When Curl Works But IntelliJ Doesn’t: The Ollama Connection Mystery
I run a bunch of internal services through Traefik on my LAN, each with a proper domain name and TLS, so I don’t have to remember ports. One of them is Ollama, sitting on a beefy gaming PC at 10.0.0.105
and exposed as https://ollama.tymscar.com
. From the terminal everything behaved exactly as expected: fast responses, certificate valid, models listed. Then IntelliJ IDEA decided this host basically didn’t exist. The “Test Connection” button just said “Failed to connect”. No detail. No hint. Just a smug little red failure.
Meanwhile:
curl -s https://ollama.tymscar.com/api/tags | jq '.models[].name' | head -n 4
"gpt-oss:20b"
"llama3:8b-instruct-fp16"
"qwen3:32b"
"Supa-AI/mixtral-8x7b-instruct-v0.1:q4_k_m"
And the plain internal HTTP endpoint (skipping Traefik entirely) also worked:
curl -s http://10.0.0.105:11434/api/tags | jq '.models[].name' | head -n 4
"gpt-oss:20b"
"llama3:8b-instruct-fp16"
"qwen3:32b"
"Supa-AI/mixtral-8x7b-instruct-v0.1:q4_k_m"
So networking, DNS, TLS termination, Ollama itself: all fine.

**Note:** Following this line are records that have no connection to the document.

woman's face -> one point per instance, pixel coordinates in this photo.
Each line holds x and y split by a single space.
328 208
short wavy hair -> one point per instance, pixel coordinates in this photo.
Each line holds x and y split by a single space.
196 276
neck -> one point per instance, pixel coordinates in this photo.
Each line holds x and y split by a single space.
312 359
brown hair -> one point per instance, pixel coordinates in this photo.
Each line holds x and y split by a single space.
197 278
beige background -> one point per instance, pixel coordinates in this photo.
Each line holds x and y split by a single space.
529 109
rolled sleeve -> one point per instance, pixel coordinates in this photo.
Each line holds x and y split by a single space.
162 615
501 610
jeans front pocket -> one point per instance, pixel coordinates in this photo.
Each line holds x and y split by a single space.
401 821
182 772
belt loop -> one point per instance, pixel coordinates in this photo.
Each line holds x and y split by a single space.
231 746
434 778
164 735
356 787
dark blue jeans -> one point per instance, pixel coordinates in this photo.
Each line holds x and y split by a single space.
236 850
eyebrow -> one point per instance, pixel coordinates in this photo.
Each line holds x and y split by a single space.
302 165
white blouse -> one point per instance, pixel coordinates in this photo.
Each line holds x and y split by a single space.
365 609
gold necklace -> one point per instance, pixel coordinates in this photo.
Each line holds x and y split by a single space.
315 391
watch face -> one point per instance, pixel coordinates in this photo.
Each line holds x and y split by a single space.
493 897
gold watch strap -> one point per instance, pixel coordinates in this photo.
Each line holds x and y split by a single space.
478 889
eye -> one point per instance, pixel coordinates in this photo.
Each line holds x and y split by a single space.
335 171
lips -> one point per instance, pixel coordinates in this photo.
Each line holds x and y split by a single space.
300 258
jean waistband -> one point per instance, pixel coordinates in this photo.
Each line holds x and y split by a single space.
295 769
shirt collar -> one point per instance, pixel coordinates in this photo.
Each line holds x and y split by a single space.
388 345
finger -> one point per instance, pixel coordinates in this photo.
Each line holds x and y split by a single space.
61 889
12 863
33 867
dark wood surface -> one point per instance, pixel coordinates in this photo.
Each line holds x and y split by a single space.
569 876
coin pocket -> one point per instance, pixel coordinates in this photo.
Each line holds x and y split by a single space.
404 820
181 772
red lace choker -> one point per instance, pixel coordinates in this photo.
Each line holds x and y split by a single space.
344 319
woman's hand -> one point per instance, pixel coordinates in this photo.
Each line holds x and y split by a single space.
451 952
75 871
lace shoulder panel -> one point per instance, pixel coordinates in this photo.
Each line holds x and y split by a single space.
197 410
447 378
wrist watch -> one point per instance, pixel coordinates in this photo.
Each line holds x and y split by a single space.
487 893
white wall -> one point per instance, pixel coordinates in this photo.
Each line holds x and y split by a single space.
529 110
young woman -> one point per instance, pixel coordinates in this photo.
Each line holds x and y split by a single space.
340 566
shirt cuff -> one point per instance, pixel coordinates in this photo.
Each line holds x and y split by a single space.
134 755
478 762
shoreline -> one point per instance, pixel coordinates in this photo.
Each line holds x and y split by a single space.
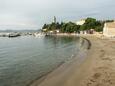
86 46
98 69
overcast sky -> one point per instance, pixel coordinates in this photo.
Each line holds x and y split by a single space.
32 14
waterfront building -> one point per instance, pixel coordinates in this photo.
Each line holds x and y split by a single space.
81 22
109 29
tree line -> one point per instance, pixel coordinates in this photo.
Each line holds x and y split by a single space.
70 27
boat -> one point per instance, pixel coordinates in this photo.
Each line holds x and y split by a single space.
39 34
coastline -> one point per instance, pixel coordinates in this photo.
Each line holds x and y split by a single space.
85 45
96 70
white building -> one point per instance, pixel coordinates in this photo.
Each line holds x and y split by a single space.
109 29
81 22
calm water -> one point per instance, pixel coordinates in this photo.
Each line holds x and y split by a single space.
25 59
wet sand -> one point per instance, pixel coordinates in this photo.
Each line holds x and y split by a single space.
98 69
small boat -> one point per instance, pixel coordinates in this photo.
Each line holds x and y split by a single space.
39 34
14 35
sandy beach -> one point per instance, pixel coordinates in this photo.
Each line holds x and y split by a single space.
98 69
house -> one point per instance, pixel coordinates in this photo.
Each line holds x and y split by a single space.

False Start #1: “Maybe IntelliJ just doesn’t support HTTPS here”#
Not a wild idea. I’d already hit a similar limitation months before with Raycast’s Ollama support. I even tweeted about it at the time. Raycast was hardcoded to use plain HTTP for Ollama, so when I tried an HTTPS homelab endpoint it mangled the URL into something like http://https://myDomain
and App Transport Security then blocked the non-local HTTP fallback. So the idea that IntelliJ might also just not support the HTTPS reverse-proxied variant first didn’t feel far-fetched.
So I bypassed Traefik completely and pointed IntelliJ straight at http://10.0.0.105:11434
. Exact same failure dialog. So not HTTPS.
False Start #2: “macOS local network permission?”#
Checked System Settings > Privacy & Security > Local Network. IntelliJ was already allowed. Nothing to toggle. Still failed.
False Start #3: “Firewall?”#
macOS firewall off. No third‑party blocker. Another dead end.
At this point the pattern was clear: if curl works to both the domain and the raw IP:port, and an IDE insists it can’t connect, the problem is very likely inside the JVM layer, not the network.
Looking at the logs#
The UI was useless, so I opened:
~/Library/Logs/JetBrains/IntelliJIdea2025.2/idea.log
There it was:
Failed to connect to Ollama @ http://10.0.0.105:11434/: java.net.ConnectException: No route to host
Important detail: that error is from the direct HTTP attempt, no Traefik, no TLS. No route to host
when the host clearly routes fine for other processes usually screams: address family / IPv6 oddity / JVM fallback behavior.
What was really happening#
curl
happily talks IPv4 to 10.0.0.105
. The JVM, however, was trying (or initializing toward) an IPv6 path first and not gracefully falling back, ending in “No route to host”. The LAN here is plain IPv4; there’s nothing meaningful for that IPv6 attempt to succeed with, so the connection attempt just died before any IPv4 retry happened.
The one-line fix#
In IntelliJ:
Help > Edit Custom VM Options…
Add:
-Djava.net.preferIPv4Stack=true
Save and restart.
After restart: both http://10.0.0.105:11434
and https://ollama.tymscar.com
connected instantly in the Test Connection dialog. Same configuration, nothing changed on Traefik or the host.
Why that works#
That flag disables the IPv6 stack for that JVM instance and forces straight IPv4 usage. Remove the early failing path, remove the misleading error. HTTPS “magically” working afterwards wasn’t magic (it was never a TLS problem), it just never got far enough previously to prove that.
(If someone wanted a softer approach they could try -Djava.net.preferIPv4Addresses=true
, but I didn’t need nuance here.)
Final thoughts#
I almost went down the rabbit hole of tweaking Traefik rules, reissuing certificates, or inventing a phantom permissions problem. The log had the answer the whole time. If a Java GUI refuses to reach something that curl
clearly can, check its logs immediately and consider IPv6 preference issues before dismantling half your stack.